Well I guess the guys doing bad are from a bad dealer. If you can demonstrate you keep em well dump em back on the dealer. If he/she will not accept em back well I guess you know do not go back there again.


----------



## Shill (Mar 10, 2008)

Yes, the two that are sick were in the bags from the online store. they came in the mail two weeks ago Friday. I had treated with Jungle Parasite Clear. I used up the box and that was that.

I'd say I've been watching them off and on for a few days. Sometimes they come out and swim a little but they just aren't behaving like the others. I am not sure how long they haven't been eating as I have trouble just counting them all to make sure they are all there. They all move so much! I think one of them (they hide in different places and I'm not positive it was one of these two) got a NLS pellet that hit the bottom. Sucked it up and spit it out just like it was poop. Couldn't figure out why he'd bother to taste it if he didn't want it to begin with. But during feeding time, at least yesterday and today, they don't even come out when I drop the food.


----------



## Shill (Mar 10, 2008)

I will say they may have been severely stressed when they arrived. I'm NOT sure though. I ordered from a VERY reputable place that has gotten rave reviews on this site.

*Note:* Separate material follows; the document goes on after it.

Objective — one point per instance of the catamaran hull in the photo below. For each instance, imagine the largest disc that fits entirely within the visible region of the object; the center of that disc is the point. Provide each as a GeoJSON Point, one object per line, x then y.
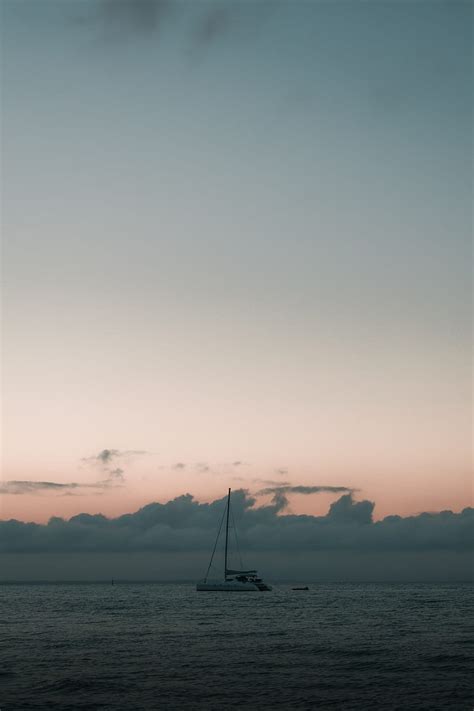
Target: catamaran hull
{"type": "Point", "coordinates": [232, 587]}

However, I called him the day they arrived because I had a couple of questions. He told me that he had tried a new system for shipping this batch and I was a "test". He got new breathable bags that exchange carbon dioxide and oxygen. They seemed kind of weak. The bottom of the box was all wet when it arrived and the Fed Ex lady had put the whole box in a garbage bag to keep her truck dry.

When I opened it up, there were 2 bags that had popped, one that had lost a significant amount of water, another that had lost some water, and one that had a stretch mark in it like it was being squeezed and the pressure was pushing out at that point. I'd say another few hours and that bag would have gone too.

The one dem that was in the bag with very little water died about 2-3 days later. I've been treating with something almost every day since they arrived. I have to admit. I'm have a LOT more trouble with my shipped fish than I did with my lfs fish.


----------



## ccol74 (Aug 13, 2006)

Your not the only who has trouble with shipped fish. I too seem to get a lot more casualties with shipped fish than with local fish.


----------



## Shill (Mar 10, 2008)

One of the dems died.


----------